When the MAM decided to display the video installation Question Bridge: Black Males, no could have predicted the outcome of the George Zimmerman trial and the spotlight it cast on American attitudes toward African-American males in the 21st century. All the more compelling, then, is this five-channel video installation organized by artists Chris Johnson and Hank Willis Thomas in collaboration with Bayeté Ross Smith and Kamal Sinclair. The video features dozens of African-American men who ask each other questions such as “What is the reluctance to take responsibility for improving our communities?” and “Why do we keep using the ‘n-word’?” The answers are amazingly frank and reflect a diversity of opinions. At three-hours long, the installation is exhaustive in its questioning; but a 20-minute viewing is enough to become immersed in the conversation and engrossed by the differing perspectives. Through September 8, 2013.

"30 Americans"
On loan to the Milwaukee Art Museum from the Miami-based Rubell Family Foundation, “30 Americans” features 75 works from a who’s who of contemporary African-American artists, including Kara Walker, Kerry James Marshall, Rashid Johnson and Nick Cave. The show’s quality of works and breadth of content is worthy of a summer blockbuster. Standout pieces include iconic works such as Jean-Michel Basquiat's Bird on Money (1981) and Kehinde Wiley’s Equestrian Portrait of the Court–Duke Olivares (2005). Appropriation is a strategy used by many artists in “30 Americans," who borrow and manipulate text and images to question authority or challenge conventional meanings. Great examples include Iona Rozeal Brown’s Sacrifice #2: it has to last (2007) which combines Japanese pictorial devices with hip-hop themes, and Glen Ligon’s Gold When Black Wasn’t Beautiful #1 (2007) which appropriates jokes by Richard Pryor to address larger questions of identity and aesthetics. A companion show, “Wisconsin 30” presents the works of 30 African-American artists with ties to Wisconsin. Through September 8, 2013.

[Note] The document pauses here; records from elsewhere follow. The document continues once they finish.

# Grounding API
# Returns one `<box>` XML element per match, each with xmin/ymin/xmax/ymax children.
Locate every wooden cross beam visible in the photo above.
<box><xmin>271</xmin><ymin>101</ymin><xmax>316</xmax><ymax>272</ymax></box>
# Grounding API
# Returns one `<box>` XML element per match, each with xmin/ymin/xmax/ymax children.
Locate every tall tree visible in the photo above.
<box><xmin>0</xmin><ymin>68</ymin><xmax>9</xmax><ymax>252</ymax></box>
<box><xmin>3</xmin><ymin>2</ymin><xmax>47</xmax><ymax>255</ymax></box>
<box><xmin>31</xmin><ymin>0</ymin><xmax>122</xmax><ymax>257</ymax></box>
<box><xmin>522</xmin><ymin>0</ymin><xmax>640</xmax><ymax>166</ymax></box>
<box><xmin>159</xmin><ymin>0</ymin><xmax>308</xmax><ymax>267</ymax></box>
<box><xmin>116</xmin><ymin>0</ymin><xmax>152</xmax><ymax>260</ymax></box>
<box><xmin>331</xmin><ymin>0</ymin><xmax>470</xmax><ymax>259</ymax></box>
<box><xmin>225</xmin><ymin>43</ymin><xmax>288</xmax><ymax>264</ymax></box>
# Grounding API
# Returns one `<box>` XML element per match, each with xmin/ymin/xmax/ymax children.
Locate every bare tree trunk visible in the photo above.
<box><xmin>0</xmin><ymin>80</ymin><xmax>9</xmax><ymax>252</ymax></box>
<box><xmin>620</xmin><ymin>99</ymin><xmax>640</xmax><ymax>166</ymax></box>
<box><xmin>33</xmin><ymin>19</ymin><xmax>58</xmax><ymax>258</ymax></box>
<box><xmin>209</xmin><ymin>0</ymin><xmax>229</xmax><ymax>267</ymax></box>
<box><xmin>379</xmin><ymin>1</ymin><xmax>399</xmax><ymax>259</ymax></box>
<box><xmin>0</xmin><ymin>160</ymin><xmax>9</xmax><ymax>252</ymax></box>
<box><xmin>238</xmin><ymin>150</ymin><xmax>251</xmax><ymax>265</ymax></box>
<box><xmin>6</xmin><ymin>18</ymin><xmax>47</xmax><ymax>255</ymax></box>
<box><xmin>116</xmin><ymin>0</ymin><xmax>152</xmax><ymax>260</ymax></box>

"Tattoo: Flash Art of Amund Dietzel"
Amund Dietzel (1891–1974), once known as the “Master of Milwaukee,” was an ex-sailor with a talent for tattooing. Inked from feet to neck, Dietzel traveled in carnival sideshows as the "tattooed man" before opening his own tattoo shop in downtown Milwaukee in 1913. Contemporary tattoo artist Jon Reiter has spent years collecting what remains of Dietzel's "flash" or tattoo design drawings. Gathered from private collectors and Dietzel's surviving family members, approximately 800 flash from Reiter’s collection are on display here, including classic designs featuring Chinese dragons, hearts, crosses, daggers, American flags and, of course, buxom women. Dietzel’s signature flash featured a stalking panther, a motif that he developed and refined over the years. The exhibition, the first of its kind at the Milwaukee Art Museum, preserves the tattoo artist's nearly forgotten legacy while revealing a little-known chapter in Milwaukee’s past. Through October 13, 2013.